How much for the johnsons?


----------



## micooner (Dec 20, 2003)

50 each 734-740-0951


----------



## predatordave (Feb 24, 2003)

i dont know exactly what my buddy wants for his but i know it is more than 50. 50 bucks for a tracking collar is a great deal, dont let those get away.

later, dave


----------



## DANNY ELLER (Feb 16, 2000)

With the garmin out there beep beep collars are a lot cheaper mine are 155s and will take $25 each for them at Autumn Oaks they had a whole table of them take your pick for $40.


----------



## Randle (Nov 6, 2000)

Where is Autumn Oaks? After this last weekend I can see where some sort of tracking collar would be a good way to go. Had a lost beagle almost all day Saturday. That really cuts into your hunting time! I've never looked into them before, just used the old bell on the collar technique.

Can anyone give me any information or point me to a good resource for info on tracking systems (new or used). I saw the Garmin system in the Cabelas catalog and don't really see that one as an option due to the price.


----------



## upperlimits (Jan 15, 2008)

if you can afford the garmin do it.I have both,and the garmin is so much nicer to use.It puts alot more fun in the hunt.you know excactly where your dogs are at all times.I got mine from golden acres supply out of grand haven and it was quite abit cheaper than the big stores.


----------



## micooner (Dec 20, 2003)

Randle said:


> Where is Autumn Oaks? After this last weekend I can see where some sort of tracking collar would be a good way to go. Had a lost beagle almost all day Saturday. That really cuts into your hunting time! I've never looked into them before, just used the old bell on the collar technique.
> 
> Can anyone give me any information or point me to a good resource for info on tracking systems (new or used).
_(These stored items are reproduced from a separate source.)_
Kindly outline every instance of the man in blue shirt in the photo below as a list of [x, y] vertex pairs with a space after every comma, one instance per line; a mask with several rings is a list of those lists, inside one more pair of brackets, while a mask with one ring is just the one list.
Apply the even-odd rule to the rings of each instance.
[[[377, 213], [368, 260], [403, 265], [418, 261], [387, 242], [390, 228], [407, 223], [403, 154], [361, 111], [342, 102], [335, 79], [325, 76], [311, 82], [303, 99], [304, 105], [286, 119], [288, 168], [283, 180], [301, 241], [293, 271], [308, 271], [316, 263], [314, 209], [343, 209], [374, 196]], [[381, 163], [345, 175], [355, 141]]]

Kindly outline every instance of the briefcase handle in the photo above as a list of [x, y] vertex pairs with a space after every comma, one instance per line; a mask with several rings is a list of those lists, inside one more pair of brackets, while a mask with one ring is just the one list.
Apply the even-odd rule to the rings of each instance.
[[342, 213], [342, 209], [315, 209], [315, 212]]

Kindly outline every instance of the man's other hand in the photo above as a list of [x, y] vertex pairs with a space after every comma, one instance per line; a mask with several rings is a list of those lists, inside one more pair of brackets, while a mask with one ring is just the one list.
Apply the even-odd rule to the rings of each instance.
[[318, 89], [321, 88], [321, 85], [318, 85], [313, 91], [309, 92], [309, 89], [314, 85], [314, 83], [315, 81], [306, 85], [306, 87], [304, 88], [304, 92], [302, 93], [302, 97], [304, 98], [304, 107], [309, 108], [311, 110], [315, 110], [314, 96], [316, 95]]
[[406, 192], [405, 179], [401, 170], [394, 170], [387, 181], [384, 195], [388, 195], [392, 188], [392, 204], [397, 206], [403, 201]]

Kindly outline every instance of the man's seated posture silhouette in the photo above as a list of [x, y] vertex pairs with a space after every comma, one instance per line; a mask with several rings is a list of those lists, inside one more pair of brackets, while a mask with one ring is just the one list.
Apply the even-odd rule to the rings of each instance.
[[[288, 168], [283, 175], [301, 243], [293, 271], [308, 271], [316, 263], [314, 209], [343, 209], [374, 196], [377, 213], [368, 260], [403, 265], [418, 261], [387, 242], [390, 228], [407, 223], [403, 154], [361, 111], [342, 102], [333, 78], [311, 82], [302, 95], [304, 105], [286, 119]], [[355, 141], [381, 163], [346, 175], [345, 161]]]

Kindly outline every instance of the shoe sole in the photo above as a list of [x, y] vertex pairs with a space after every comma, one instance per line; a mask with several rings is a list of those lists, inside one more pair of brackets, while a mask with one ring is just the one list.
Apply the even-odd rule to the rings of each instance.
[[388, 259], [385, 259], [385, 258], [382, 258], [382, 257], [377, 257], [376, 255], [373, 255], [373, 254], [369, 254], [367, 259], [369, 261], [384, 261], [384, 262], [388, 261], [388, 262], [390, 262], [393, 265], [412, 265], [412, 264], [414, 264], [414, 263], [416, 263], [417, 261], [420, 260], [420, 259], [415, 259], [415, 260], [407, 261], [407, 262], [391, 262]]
I saw the Garmin system in the Cabelas catalog and don't really see that one as an option due to the price.


buddy has a tracker maxima 5000 with 2 johnson beagle collars for 300, he just got a garmin


----------



## predatordave (Feb 24, 2003)

micooner, where is your buddy located at and how old is the stuff. you peeked some interest. 

thanks in advance, dave


----------



## DANNY ELLER (Feb 16, 2000)

Autumn Oaks is a UKC hunt and show Richman Indiana Labor day weekend Over 2000 dogs in hunt and show and at least that many for sale on the grounds
GARMIN ASTRO 220 BUNDLE DC30 DOG TRACKING GPS FREE SHIP $ 369.99 e-bay


----------